森の中にて
とある森の中。
冒険者4人がパーティを組み、依頼の薬草を採取しに来ていた。
「そろそろ勇者祭かー。今年は勇者が召喚されたから異世界人を見ることができるなー」
「勇者って異世界の人だったか。異世界って本当にあるのか?」
「あるでしょ。実際、この世界と異世界のものって同じようなものばかりあるって聞くし
「異世界の勇者と聖女様か……。聖女様は見たことあるけど……」
4人が間近に迫った勇者祭のことを話題にしながら、薬草が生えているところに歩みを進めていた時だった。
茂みからガサガサっと音が聞こえる。4人は話すのをやめてそれぞれ武器を構えた。
この森には魔物がいないわけではないので、4人は魔物だろうと思い武器を構え、襲撃に備えたのだが……。

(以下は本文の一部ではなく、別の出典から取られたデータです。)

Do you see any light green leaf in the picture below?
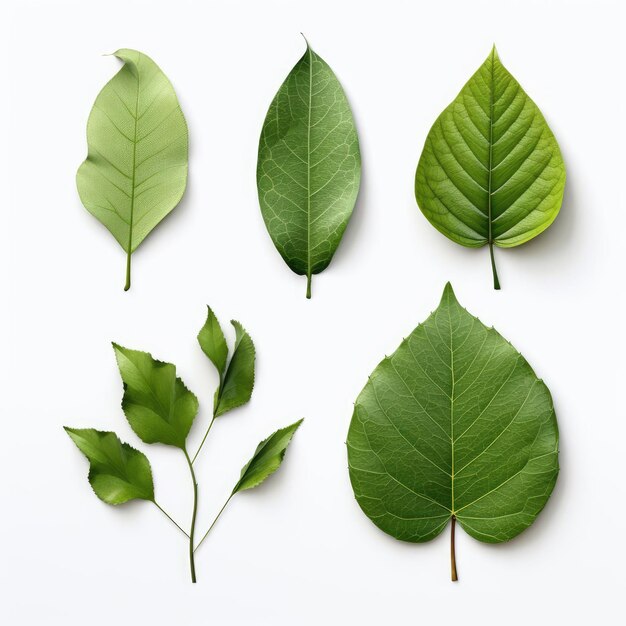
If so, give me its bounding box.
[64,426,154,504]
[347,284,558,576]
[233,420,302,494]
[257,38,361,298]
[113,343,198,450]
[415,47,565,289]
[215,320,255,417]
[198,306,228,382]
[76,49,188,289]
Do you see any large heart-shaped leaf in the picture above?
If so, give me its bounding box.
[113,343,198,450]
[347,284,558,579]
[76,49,188,290]
[65,426,154,504]
[415,47,565,289]
[257,43,361,298]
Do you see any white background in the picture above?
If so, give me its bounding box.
[0,0,626,626]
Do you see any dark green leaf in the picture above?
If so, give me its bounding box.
[257,39,361,297]
[65,426,154,504]
[347,284,558,564]
[415,47,565,289]
[198,306,228,381]
[113,343,198,450]
[76,49,188,289]
[233,420,302,494]
[215,320,255,417]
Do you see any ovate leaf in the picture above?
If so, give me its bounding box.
[233,420,302,494]
[198,306,228,381]
[215,320,255,417]
[257,43,361,298]
[415,47,565,289]
[76,49,188,289]
[113,343,198,450]
[65,426,154,504]
[347,284,559,576]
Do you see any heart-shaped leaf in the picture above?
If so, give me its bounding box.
[113,343,198,450]
[233,420,302,494]
[257,38,361,298]
[347,284,558,579]
[76,49,188,290]
[415,47,565,289]
[65,426,154,504]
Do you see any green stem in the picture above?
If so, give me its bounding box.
[450,515,459,582]
[124,252,132,291]
[152,500,189,538]
[194,492,235,552]
[191,413,216,463]
[183,448,198,583]
[489,241,500,289]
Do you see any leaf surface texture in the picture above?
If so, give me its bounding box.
[347,285,558,542]
[65,427,154,504]
[76,49,188,288]
[257,44,361,297]
[415,47,565,286]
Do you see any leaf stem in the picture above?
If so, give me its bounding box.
[183,448,198,583]
[489,241,500,289]
[450,515,459,582]
[152,500,189,538]
[191,413,216,464]
[124,252,131,291]
[194,492,235,552]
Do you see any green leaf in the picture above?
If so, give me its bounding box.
[76,49,188,290]
[415,47,565,289]
[64,426,154,504]
[215,320,255,417]
[113,343,198,450]
[347,284,558,576]
[198,306,228,381]
[257,38,361,298]
[233,420,302,494]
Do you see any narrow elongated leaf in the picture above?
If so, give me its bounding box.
[415,47,565,289]
[347,284,558,576]
[233,420,302,494]
[198,306,228,382]
[65,426,154,504]
[76,49,188,289]
[215,320,255,417]
[257,43,361,298]
[113,343,198,450]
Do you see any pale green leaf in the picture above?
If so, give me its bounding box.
[233,420,302,494]
[113,343,198,450]
[257,39,361,297]
[65,426,154,504]
[198,306,228,381]
[215,320,255,417]
[415,47,565,289]
[76,49,188,289]
[347,284,558,576]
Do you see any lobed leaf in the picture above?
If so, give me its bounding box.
[113,343,198,450]
[64,426,154,504]
[415,46,565,289]
[76,49,188,289]
[347,284,559,543]
[233,420,302,494]
[257,43,361,298]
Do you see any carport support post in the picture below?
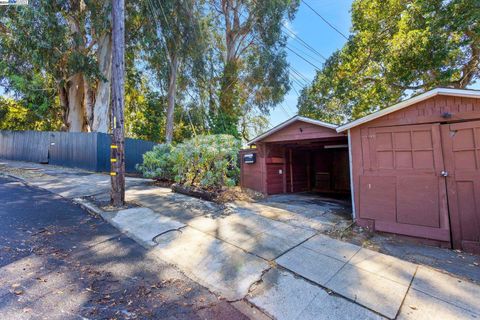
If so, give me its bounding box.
[110,0,125,207]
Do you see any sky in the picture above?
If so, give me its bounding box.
[269,0,352,126]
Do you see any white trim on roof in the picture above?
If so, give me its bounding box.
[247,116,337,145]
[337,88,480,132]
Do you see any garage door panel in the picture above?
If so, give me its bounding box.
[360,176,396,222]
[397,176,440,228]
[456,181,480,241]
[360,124,450,241]
[442,121,480,253]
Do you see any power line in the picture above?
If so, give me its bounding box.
[289,43,323,64]
[282,23,327,60]
[290,66,312,84]
[303,0,348,40]
[285,45,321,71]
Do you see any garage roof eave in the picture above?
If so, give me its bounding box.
[247,115,337,145]
[336,88,480,133]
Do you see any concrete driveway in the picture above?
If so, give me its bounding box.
[1,160,480,319]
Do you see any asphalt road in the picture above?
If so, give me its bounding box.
[0,177,245,320]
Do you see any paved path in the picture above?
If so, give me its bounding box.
[0,178,246,320]
[0,161,480,319]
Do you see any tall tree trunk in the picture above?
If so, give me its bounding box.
[110,0,125,207]
[165,54,178,143]
[57,80,68,131]
[83,77,95,132]
[67,73,86,132]
[92,33,112,133]
[217,60,240,137]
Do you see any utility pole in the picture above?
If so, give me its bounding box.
[110,0,125,207]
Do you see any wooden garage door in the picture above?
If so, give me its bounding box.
[442,121,480,253]
[359,124,450,242]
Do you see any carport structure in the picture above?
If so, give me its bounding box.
[240,116,350,195]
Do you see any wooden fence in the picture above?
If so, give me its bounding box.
[0,131,155,172]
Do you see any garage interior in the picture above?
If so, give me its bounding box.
[265,139,350,198]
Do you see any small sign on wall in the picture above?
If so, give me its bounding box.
[243,153,257,164]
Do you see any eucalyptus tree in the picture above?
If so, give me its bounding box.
[141,0,205,143]
[208,0,299,137]
[298,0,480,122]
[0,0,111,132]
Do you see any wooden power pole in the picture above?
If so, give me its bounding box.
[110,0,125,207]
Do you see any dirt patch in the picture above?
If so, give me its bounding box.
[0,163,45,180]
[153,180,174,188]
[171,183,264,203]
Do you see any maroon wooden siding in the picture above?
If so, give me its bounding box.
[240,149,265,193]
[261,121,345,143]
[350,95,480,252]
[240,120,350,194]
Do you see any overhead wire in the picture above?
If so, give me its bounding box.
[302,0,348,40]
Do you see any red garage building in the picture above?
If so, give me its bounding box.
[241,88,480,253]
[337,89,480,253]
[240,116,350,194]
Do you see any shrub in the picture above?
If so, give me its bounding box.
[171,134,241,188]
[137,134,241,189]
[137,143,174,180]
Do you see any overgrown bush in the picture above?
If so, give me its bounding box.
[137,143,175,180]
[138,134,241,189]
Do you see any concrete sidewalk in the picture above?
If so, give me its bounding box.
[1,162,480,319]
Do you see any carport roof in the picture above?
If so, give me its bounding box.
[248,115,337,145]
[337,88,480,132]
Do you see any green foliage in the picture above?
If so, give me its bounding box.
[298,0,480,123]
[138,134,241,188]
[209,0,300,138]
[0,96,61,130]
[137,144,174,180]
[172,134,241,188]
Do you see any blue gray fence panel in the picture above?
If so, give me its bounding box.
[0,131,49,163]
[48,132,97,171]
[0,131,155,172]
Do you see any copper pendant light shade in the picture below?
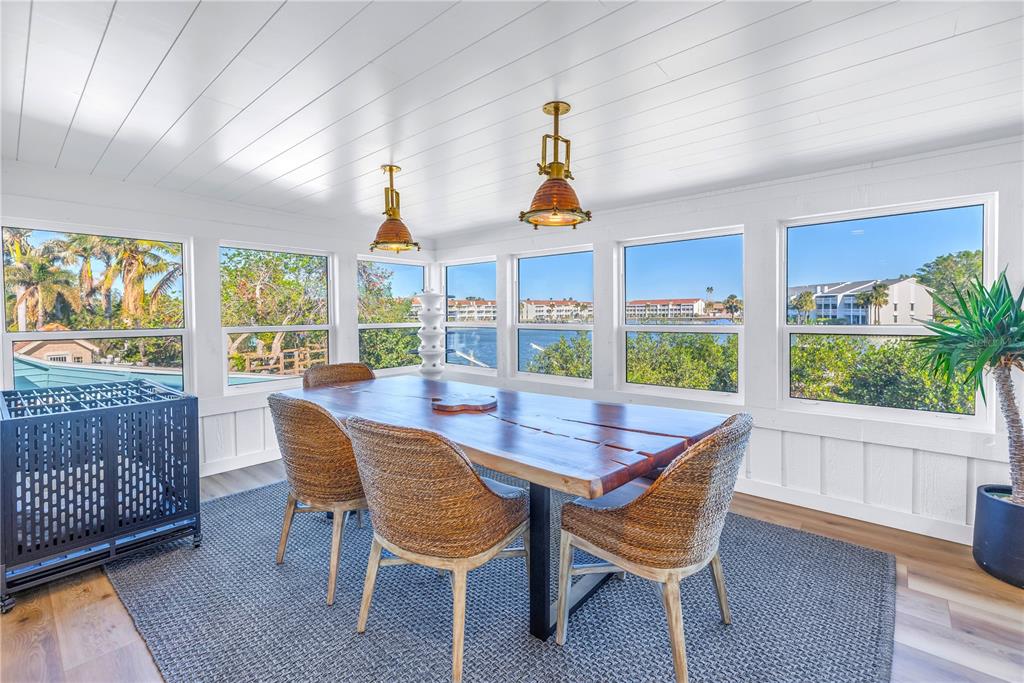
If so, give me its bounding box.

突如、1人の目の前に剣が迫ってくる。その剣は一人の冒険者の首を刎ね飛ばした。
「ん? なんだ人間か……魔物かと思ったぜ」
「あ、あんた何すんのよ……!」
「あん? こんくらい防げねえ弱いお前らが悪いだろ」
男は冒険者の死体を足蹴にし、顔に足を置いていた。
「あんた……! 殺されても文句はないわよね……?」
魔法使いの冒険者が杖に魔力を貯める。
「あるっつったら見逃してくれんのか?」
「見逃すわけないでしょう……! 死ねッ!」
女は自身が持つ最大威力の魔法を放つ。女魔法使いはBランクの冒険者で、周りよりは優れた魔法使いだという自負もあった。
が、その魔法が男に迫ったとき、霧散していく。男は避ける動作もしていなかったのにも関わらず、男に魔法が当たらなかった。その事実に目を丸くして驚いていた。
「魔法が効かない……?」
「ならこっちだろ! 死ね!」
冒険者が自分に身体強化魔法をかけて、そのまま剣を振り下ろすが、男は剣を持ち、振るうと男の剣が折れてしまう。
そして、そのまま剣で体を貫かれたのだった。そのまま地面に倒れ伏せ、赤い液体が地面にしみこんでいく。
「弱え……」
男は返り血を手で拭い、そう呟いた。
息をするように仲間2人が殺されて、女魔法使いと回復術師が腰を抜かす。
「さてと……」
男は腰を抜かした回復術師に近づいていく。
回復魔法を使うので、彼女自身は戦闘力はあまりなかった。
「さてと。勇者祭つってたな? そういうのが開かれてるのか?」
「は、はい……」
「へぇ……。俺の祭りか。いいじゃねえか。ってことは俺が主役だな」
男は顎をさする。
その後ろから女が歩いてきたのだった。
「あんたを崇めるなんて馬鹿な国もあるものねぇ。ま、馬鹿な国ほど手に入りやすいか」
「そうだな。まずはその馬鹿な国を手に入れてやるかな」
男は笑っていると。
「あ、あんたなんか勇者様がやっつけてくれる……!」
「へぇ。俺を勇者様がねぇ……」
男は剣を横に薙ぐ。
女魔法使いと回復術師の顔が真っ二つに斬られて、そのまま体は力を失い地面に倒れ伏したのだった。
「勇者である俺を倒しに来る勇者って誰だよ」
「勇者はいっくんただ一人なのわかってないのかしらねこのバカ女たちは」
男と女は死んでいった4人をあざ笑いながら先へと進んでいくのだった……。